Module 6 Discussion-Stats 250 words Initial Post. will send replies later. Describe an example of a research question where a RegressionModel could

Module 6 Discussion-Stats
250 words Initial Post. will send replies later.

Describe an example of a research question where a RegressionModel could be been used. Describe the characteristics of the independent variables and their likelihood of explaining the variance in the dependent variable . Discuss your estimate what you would expect the correlation coefficientto be between the pairs of each independent variable and the dependent variable.
Discuss how r^2 is valuable in determining the effectiveness of the regression model.

Don't use plagiarized sources. Get Your Custom Assignment on
Module 6 Discussion-Stats 250 words Initial Post. will send replies later. Describe an example of a research question where a RegressionModel could
From as Little as $13/Page

In your two replies to classmates, provide insights for the similarities and dissimilarities between their example and yours.

Running head: MODULE 6 DISCUSSION 1
MODULE 6 DISCUSSION 2

Module 6 Discussion

Students name
Professors name
Course title
Date

250 words Initial Post. will send replies later.
1. Describe an example of a research question where a RegressionModel could be been used. Describe the characteristics of the independent variables and their likelihood of explaining the variance in the dependent variable . Discuss your estimate what you would expect the correlation coefficientto be between the pairs of each independent variable and the dependent variable.
A company that runs call centers can use regression analysis to determine the effect of decline in calls on sales. After understanding it, the company predicts how to solve the problem or figure out if this pattern will continue in the future.
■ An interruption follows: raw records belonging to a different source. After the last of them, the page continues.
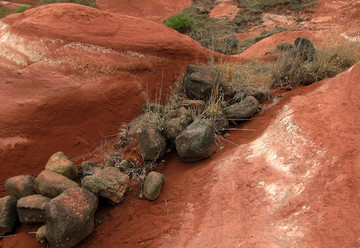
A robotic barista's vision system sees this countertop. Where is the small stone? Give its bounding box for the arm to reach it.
[175,120,216,162]
[184,65,218,101]
[17,195,51,223]
[81,161,101,177]
[36,225,47,244]
[81,167,130,203]
[35,170,79,198]
[5,175,36,199]
[45,152,78,180]
[45,188,98,248]
[0,195,17,236]
[224,96,259,121]
[144,171,165,201]
[139,128,167,161]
Generally, the sales tend to go down when the number of calls decline and vice versa. This reflects a positive relationship among the variables. Thus, they are strongly correlated to each other. Regression helps identify the strengths as well as the weaknesses in order to improve on them and push the calls drops upwards to increase sales. In this scenario, the independent variable is the calls whiles sales is the dependent variable. The regression equation can be stated as: y=bx+a where y is the dependent variable, x is independent variable, and a refers to the constant or y intercept. The values of x can be changed from time to time to find out what happens to y. Hence, independent variables are the variables which are manipulated. In addition, its impacts can be measured besides compared. They are also referred to as predictors because they forecast the dependent variable values. Dependent variables measure the effect of independent variable on test units. They depend on independent variables. They are the variables that are predicted. To be precise, regression is a method for relating the variables to one another (Black, 2017). The researcher observes the data, graphs it, and establishes if there is a pattern. Next, an equation is created that best matches the pattern. Deriving line of best fit is the most common form of linear regression.
2. Discuss how r^2 is valuable in determining the effectiveness of the regression model.
In your two replies to classmates, provide insights for the similarities and dissimilarities between their example and yours.
R2 or coefficient of determination analyzes strength of linear relationship among variables. It ranges between 0 and 1.0. 1.0 is a perfect fit and is most reliable for forecasting the future. 0 value shows that the model does not express the data accurately. R2 (0.60) reveals that 60% of the variation in dependent variable is explained by independent variable. A higher R2 means that the model can be strongly predicted. It indicates smaller variations between fitted values and observed data. After designing the linear model, the researcher wants to know how well the regression model matches with the data (Frost, 2020). R2 is one way of determining fitness. Goodness of fit examines the distance between the data points which are scattered in the diagram and the drawn line. Tight dataset will have a line which is close to the points and a high fitting level, a reflection that distance between the data and line is small. Notably, regression model best aligns with the data if the variations between observations and predicted values are small and not biased. Before evaluating the goodness of fit measures such as R2, assess residual plots. These plots show a biased model instead of numeric output. It indicates the patterns that have issues in residuals. The results are untrustworthy if he model is biased. If the residual plots are good then, proceed on to come up with r2. Adjusted R2 is recommended when analyzing the models fitness (Black, 2017). This adjusted model portrays the number of independent variables as well as the sample size. It may decrease or increase when an independent variable is added or removed. A rise in Adjusted R2 shows that the model has really improved.

References
Black, K. (2017). Business Statistics: For Contemporary Decision Making, (9th Edition). Hoboken, N.J.: Wiley.
Frost, J. (2020). How to interpret R-squared in regression analysis. Retrieved from https://statisticsbyjim.com/regression/interpret-r-squared-regression/ #Q1

Jtrain2

a. Fraction of men receiving job training is 0.4157 or 41.57%

b. Averages of re78 for the sample of men who received job training is 6.35 thousand dollars

whereas Averages of re78 for the sample of men not received job training is 4.55 thousand

dollars. This is a 1.8 thousand dollars which is a economically statistical figure.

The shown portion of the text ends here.